Day 348: ‘A Brighter Sadder Summer Day’ 2018

Day 348
Wednesday 13 June 2018  4.57pm
A Brighter Sadder Summer Day  2018

A Brighter Summer Day   (1991)
An Edward Yang Film

Top 100 Films –
A Brighter Summer Day is equal #84 with Metropolis (1927) and Sátántangó (1994) in the 2012 BFI Critics Poll
A Brighter Summer Day is equal #107 with Sátántangó and Jeanne Dielman, 23 quai du Commerce, 1080 Bruxelles amongst others in the 2012 BFI  Directors Poll

Edward Yang’s drama begins in Summer, 1959 but spends most of its time in 1960 and the following three years. In the first scene, Xiao Si’r’s father is pleading with school adminstrators to check the exam results for Si’rs Chinese Literature course. He says that Si’r’s results in every other subject are close to 100, so how could he get just 50 in this particular test. While they sympathize with him and say they will check, but they have a policy of not allowing anyone outside to see a finished exam paper. The result of this bad grade means that he will end up in Night Shool.
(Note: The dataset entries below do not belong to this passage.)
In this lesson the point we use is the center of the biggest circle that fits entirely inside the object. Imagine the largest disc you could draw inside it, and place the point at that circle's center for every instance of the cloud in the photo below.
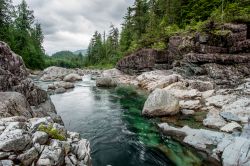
(69, 24)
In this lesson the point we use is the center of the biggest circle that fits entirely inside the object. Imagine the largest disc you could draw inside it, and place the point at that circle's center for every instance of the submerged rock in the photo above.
(24, 109)
(230, 127)
(160, 103)
(14, 104)
(72, 78)
(106, 82)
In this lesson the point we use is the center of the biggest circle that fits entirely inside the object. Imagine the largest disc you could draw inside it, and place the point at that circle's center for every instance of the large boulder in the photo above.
(145, 60)
(14, 104)
(161, 103)
(106, 82)
(157, 79)
(55, 73)
(72, 78)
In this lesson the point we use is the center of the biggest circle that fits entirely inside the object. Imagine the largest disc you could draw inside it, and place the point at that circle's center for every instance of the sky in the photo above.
(70, 24)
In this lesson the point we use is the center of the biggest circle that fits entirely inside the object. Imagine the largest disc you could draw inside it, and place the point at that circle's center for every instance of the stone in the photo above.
(144, 60)
(220, 100)
(201, 86)
(207, 94)
(51, 156)
(6, 163)
(15, 140)
(228, 116)
(14, 104)
(28, 156)
(217, 58)
(106, 82)
(213, 119)
(198, 138)
(239, 107)
(4, 155)
(190, 104)
(34, 123)
(60, 90)
(157, 79)
(230, 127)
(40, 137)
(55, 73)
(187, 112)
(237, 153)
(72, 78)
(160, 103)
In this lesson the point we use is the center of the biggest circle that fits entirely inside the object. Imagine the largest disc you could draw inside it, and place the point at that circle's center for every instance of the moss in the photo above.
(52, 132)
(222, 32)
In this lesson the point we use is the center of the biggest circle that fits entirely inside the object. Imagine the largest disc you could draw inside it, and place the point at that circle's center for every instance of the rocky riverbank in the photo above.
(31, 132)
(204, 72)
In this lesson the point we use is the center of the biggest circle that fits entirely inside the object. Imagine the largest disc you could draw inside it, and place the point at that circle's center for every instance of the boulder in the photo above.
(198, 138)
(157, 79)
(60, 90)
(145, 60)
(213, 119)
(14, 104)
(55, 73)
(14, 140)
(72, 78)
(230, 127)
(160, 103)
(190, 104)
(6, 163)
(187, 112)
(239, 108)
(51, 156)
(106, 82)
(28, 156)
(40, 137)
(237, 153)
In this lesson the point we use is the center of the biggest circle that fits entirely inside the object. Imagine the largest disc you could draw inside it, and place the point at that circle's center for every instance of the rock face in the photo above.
(221, 55)
(145, 60)
(234, 151)
(72, 78)
(161, 103)
(62, 74)
(27, 119)
(106, 82)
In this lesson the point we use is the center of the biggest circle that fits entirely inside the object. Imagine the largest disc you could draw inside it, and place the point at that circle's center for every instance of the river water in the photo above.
(118, 134)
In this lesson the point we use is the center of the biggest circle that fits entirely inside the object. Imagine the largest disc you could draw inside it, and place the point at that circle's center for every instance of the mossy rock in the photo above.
(52, 132)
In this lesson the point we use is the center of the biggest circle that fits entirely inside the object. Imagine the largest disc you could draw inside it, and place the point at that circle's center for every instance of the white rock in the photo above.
(190, 104)
(213, 119)
(237, 153)
(106, 82)
(28, 157)
(14, 140)
(161, 103)
(40, 137)
(187, 112)
(72, 78)
(230, 127)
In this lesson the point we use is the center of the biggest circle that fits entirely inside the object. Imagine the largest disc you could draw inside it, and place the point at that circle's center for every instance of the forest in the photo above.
(147, 24)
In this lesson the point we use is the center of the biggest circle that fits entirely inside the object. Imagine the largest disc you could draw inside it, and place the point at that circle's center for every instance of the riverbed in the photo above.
(118, 134)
Intertitles explain some background to how things got to be the way they are in Taipei in the 1960s. “Millions of mainland Chinese fled to Taiwan in 1949 with the Nationalist government after its defeat in the civil war by the Chinese Communists. Their children were brought up in any uneasy atmosphere created by their parents’ uncertainty about the future. Many formed street gangs to search for an identity and to strengthen their sense of security.”
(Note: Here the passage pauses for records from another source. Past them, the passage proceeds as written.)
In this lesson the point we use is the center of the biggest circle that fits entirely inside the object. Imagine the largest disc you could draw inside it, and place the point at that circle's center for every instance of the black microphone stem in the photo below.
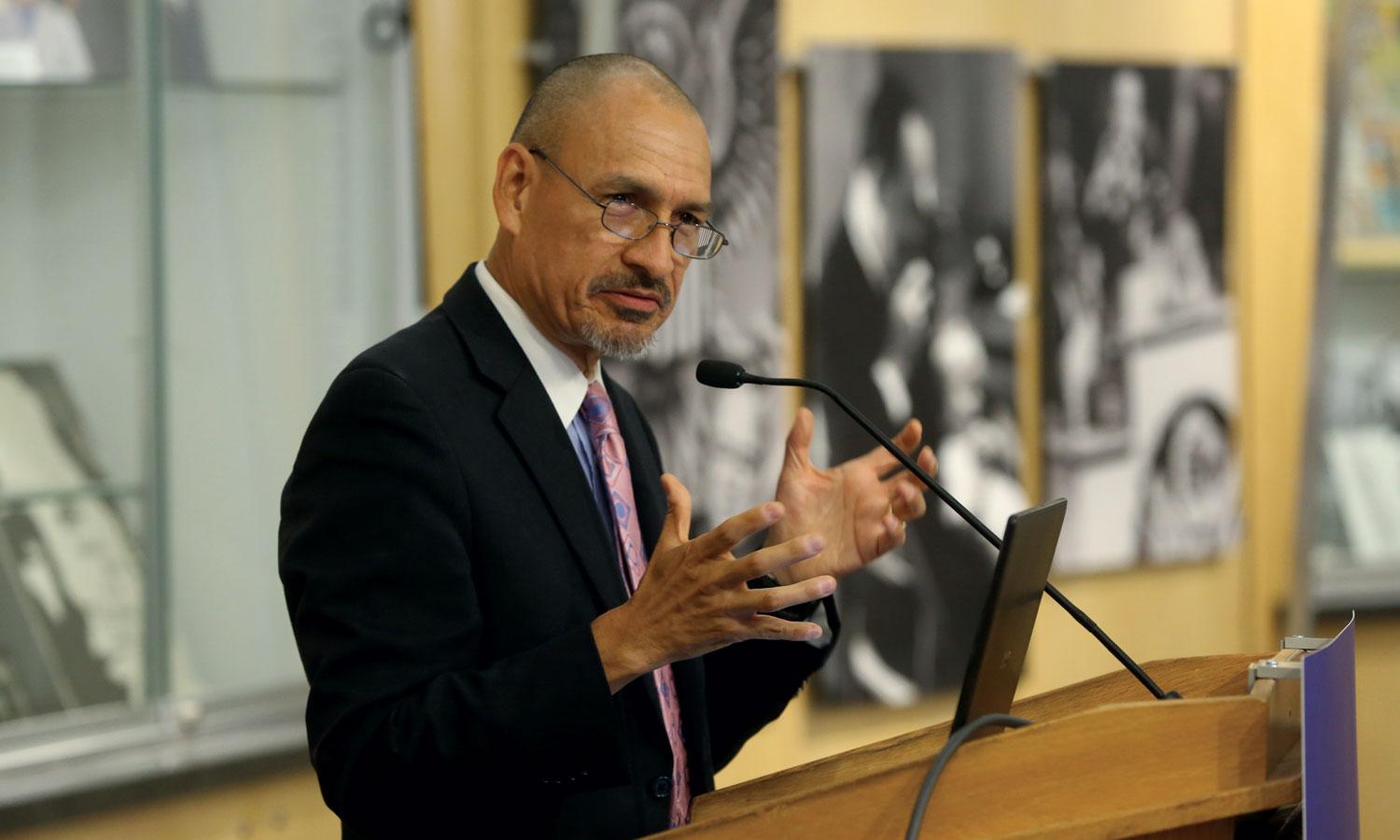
(972, 520)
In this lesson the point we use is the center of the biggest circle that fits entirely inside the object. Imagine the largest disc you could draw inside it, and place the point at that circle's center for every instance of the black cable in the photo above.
(972, 520)
(945, 755)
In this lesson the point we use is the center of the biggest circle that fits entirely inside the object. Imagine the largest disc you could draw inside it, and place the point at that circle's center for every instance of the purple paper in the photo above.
(1330, 805)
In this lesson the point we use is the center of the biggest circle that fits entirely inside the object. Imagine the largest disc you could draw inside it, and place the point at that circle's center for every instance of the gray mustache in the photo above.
(626, 283)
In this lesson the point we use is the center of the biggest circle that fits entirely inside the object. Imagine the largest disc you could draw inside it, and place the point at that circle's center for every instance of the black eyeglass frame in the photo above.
(655, 220)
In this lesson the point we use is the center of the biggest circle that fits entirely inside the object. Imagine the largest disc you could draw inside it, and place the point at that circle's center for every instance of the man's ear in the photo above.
(515, 174)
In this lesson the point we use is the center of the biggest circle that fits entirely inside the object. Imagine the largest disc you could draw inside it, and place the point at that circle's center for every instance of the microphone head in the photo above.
(720, 374)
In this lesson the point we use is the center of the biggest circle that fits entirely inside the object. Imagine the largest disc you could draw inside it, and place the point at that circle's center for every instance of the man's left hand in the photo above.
(857, 506)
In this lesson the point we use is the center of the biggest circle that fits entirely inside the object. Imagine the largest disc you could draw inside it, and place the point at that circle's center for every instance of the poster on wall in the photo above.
(63, 42)
(910, 311)
(725, 445)
(1139, 343)
(1369, 161)
(70, 580)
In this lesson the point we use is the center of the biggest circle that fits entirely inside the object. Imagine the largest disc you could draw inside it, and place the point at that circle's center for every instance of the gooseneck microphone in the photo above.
(725, 374)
Night School is a where the juvenile delinquents tend to congregate. Si’r is a good boy from a decent family, he’s not in a gang, but this is where his life starts to turn for the worse. It begins with being bullied and pushed around but grows worse when he becomes friendly with a schoolgirl who is the girlfriend of the Little Park Boys gang leader who is hiding from the authorities, Honey. Rumours start spreading about Si’r and Ming, and Sly, who has taken over the leadership from Honey develop an adversarial relationship and we’re introduced to Shandong who leads the other main gang, the 217s.
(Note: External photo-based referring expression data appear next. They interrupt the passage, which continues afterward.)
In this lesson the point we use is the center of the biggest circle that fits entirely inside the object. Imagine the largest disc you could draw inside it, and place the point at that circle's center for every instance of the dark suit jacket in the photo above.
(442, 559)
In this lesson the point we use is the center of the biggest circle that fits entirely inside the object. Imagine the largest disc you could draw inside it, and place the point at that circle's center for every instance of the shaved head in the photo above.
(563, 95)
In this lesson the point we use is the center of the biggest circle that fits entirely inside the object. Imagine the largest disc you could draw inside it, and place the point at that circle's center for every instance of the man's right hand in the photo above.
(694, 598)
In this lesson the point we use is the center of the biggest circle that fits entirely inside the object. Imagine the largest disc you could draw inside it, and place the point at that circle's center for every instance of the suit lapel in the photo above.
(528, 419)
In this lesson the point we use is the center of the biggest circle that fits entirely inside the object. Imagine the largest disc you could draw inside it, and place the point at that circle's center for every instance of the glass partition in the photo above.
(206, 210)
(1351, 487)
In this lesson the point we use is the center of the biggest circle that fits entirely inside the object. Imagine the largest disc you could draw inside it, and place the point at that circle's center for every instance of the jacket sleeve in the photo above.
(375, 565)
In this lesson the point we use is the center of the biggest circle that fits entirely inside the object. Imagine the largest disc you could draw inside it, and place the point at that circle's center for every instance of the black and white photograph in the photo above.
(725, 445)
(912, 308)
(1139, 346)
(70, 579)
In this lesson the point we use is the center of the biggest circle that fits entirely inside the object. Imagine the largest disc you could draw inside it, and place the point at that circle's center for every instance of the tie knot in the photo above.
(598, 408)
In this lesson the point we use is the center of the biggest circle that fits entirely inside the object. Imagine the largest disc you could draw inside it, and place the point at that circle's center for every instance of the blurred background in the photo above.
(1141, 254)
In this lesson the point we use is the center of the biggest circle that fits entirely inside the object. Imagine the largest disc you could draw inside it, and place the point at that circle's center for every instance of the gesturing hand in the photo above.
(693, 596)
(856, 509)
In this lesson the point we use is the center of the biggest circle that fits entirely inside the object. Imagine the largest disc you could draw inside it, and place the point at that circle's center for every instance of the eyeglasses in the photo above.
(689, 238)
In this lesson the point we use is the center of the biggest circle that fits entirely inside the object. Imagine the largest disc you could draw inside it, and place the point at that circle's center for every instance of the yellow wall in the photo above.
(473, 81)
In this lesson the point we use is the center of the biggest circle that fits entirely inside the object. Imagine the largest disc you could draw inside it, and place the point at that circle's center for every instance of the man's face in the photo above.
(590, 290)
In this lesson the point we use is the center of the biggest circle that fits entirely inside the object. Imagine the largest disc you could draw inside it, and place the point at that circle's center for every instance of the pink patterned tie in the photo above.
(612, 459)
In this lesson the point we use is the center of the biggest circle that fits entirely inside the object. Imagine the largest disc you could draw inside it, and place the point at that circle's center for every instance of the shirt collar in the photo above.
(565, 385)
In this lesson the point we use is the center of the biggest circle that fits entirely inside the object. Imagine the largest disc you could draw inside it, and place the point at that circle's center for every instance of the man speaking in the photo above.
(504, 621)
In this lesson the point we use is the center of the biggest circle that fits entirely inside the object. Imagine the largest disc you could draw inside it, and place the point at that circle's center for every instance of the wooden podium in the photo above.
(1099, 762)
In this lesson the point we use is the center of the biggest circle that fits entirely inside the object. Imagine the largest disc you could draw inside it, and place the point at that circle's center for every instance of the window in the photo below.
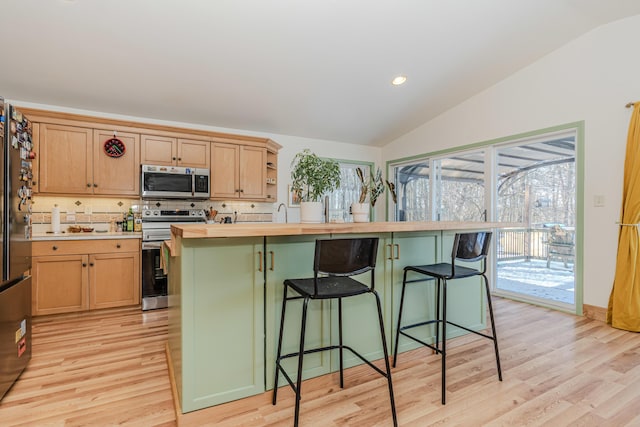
(349, 191)
(531, 180)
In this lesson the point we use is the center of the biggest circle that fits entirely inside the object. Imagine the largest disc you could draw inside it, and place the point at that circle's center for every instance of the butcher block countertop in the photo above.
(204, 231)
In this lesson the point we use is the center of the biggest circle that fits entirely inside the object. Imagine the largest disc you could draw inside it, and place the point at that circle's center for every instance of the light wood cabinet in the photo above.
(72, 160)
(65, 159)
(238, 171)
(167, 151)
(77, 275)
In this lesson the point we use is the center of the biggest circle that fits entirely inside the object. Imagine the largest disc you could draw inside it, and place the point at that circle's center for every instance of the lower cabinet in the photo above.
(216, 295)
(77, 275)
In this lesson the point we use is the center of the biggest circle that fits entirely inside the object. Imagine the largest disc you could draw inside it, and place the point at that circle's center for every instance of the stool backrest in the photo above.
(345, 257)
(471, 247)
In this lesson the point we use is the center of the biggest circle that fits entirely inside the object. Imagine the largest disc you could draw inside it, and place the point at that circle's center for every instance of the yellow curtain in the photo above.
(624, 303)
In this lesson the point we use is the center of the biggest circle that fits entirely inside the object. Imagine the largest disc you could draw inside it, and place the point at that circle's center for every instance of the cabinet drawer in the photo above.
(74, 247)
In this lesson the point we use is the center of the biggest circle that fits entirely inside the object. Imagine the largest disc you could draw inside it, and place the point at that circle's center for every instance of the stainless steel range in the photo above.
(156, 227)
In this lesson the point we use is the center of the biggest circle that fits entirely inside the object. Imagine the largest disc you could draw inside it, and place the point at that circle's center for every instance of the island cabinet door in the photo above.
(221, 305)
(414, 248)
(361, 329)
(289, 258)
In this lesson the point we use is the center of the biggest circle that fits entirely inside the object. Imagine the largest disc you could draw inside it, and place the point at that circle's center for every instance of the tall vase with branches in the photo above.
(371, 187)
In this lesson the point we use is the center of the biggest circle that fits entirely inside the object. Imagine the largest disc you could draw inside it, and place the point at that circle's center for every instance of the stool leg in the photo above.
(386, 360)
(444, 340)
(340, 342)
(275, 381)
(395, 351)
(493, 327)
(437, 343)
(305, 304)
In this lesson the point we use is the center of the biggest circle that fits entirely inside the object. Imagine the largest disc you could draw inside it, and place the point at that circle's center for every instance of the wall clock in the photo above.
(114, 147)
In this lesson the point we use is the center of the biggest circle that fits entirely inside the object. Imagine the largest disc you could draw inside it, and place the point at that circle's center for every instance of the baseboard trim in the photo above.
(594, 312)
Yang’s screenplay (which he co-wrote) is rich and full of so many dimensions and layers, ranging from the political situation which the parents have experienced when they fled China after the civil war put the Communists in power, to the political situation which is mirrored in the lives of teenagers fighting their own civil war. There’s no particular reason for the gangs to be fighting each other for turf other than the fact that that’s what teenage boys do. Violence comes with membership, fuelled by testosterone. It is a couple of hours into the film before we learn what may lie behind this particular hatred between the Little Park Boys and the 217s when Honey turns up. He’s been hiding out with an older criminal element because it is believed he killed a member of the 217s. Now that he’s back in town he finds that he’s lost his position and place of power. His old gang are firmly behind Sly as leader now and Honey becomes belligerent and antagonistic towards everyone at a combined event, a concert, where the two gangs have briefly managed to set aside their differences. This brief truce is shattered when Shandong murders Honey, coinciding with the halfway point of the film.

The film gently and insightfully explores the emotional life of several of the teenage characters, particularly Sly, Cat, Si’r, Ming and Jade. The changeable emotions of children who are turning into young men and women and the difficulty of handling those situations conjunction with school life, home life and leisure, is particularly, and often sadly, illustrated.

Life in a gang is more than a distraction because teenagers are bored or have the desire to become powerful. It is a way of attempting to control the course of one’s own life. The violence and the destruction is a mixture of misguided values and a few hotheads leading others astray.

One of the great ironies and pleasures of the scenario is that there is a musical element to the film. Cat and Sly love to sing American songs. When they’re singing, the bravado and belligerence drops away. When they stop singing, Sly, in particular, immediately becomes a mean son-of-a-bitch – an badly behaved gang member again – after just singing so sublimely.

The film balances the feelings of kids who feel they have little or no control over where their life is headed. Like the Chinese people who suffered at the hands of both sides of the Civil War, there’s an inherent belief that people with power control the destiny of people without power.

When Si’r is arrested, the policeman doesn’t recognise him and says, “Strange. I don’t know this one. What gang is he with? I know every one of these assholes in town.”

The police find a letter in his pocket: “Dear Sis. I’m sorry. I know you’re the only one who understands. Please help explain to Mom and Dad in case I never see you again.”

It ends, ‘In the summer of 1961, Xiao Si’r received the death sentence from the District Court of Taipei. Being the first juvenile homicide case in Taiwan under nationalist, government rule, the case and sentence were wiely debated. The District High Court later commuted the sentence to to 15 years in prison. Xiao Si’r was released from prison shortly before his 30th birthday.

Gangs are a strong and obvious metaphor for people – an entire race – who are frustrated by their lack of having a voice. They’re beaten into submission by a system which is autocratic and authoritarian or run by dictators. The only way to be heard or to make a difference is to do something that is so brutal or out of character that it startles everyone so their apathy is interrupted.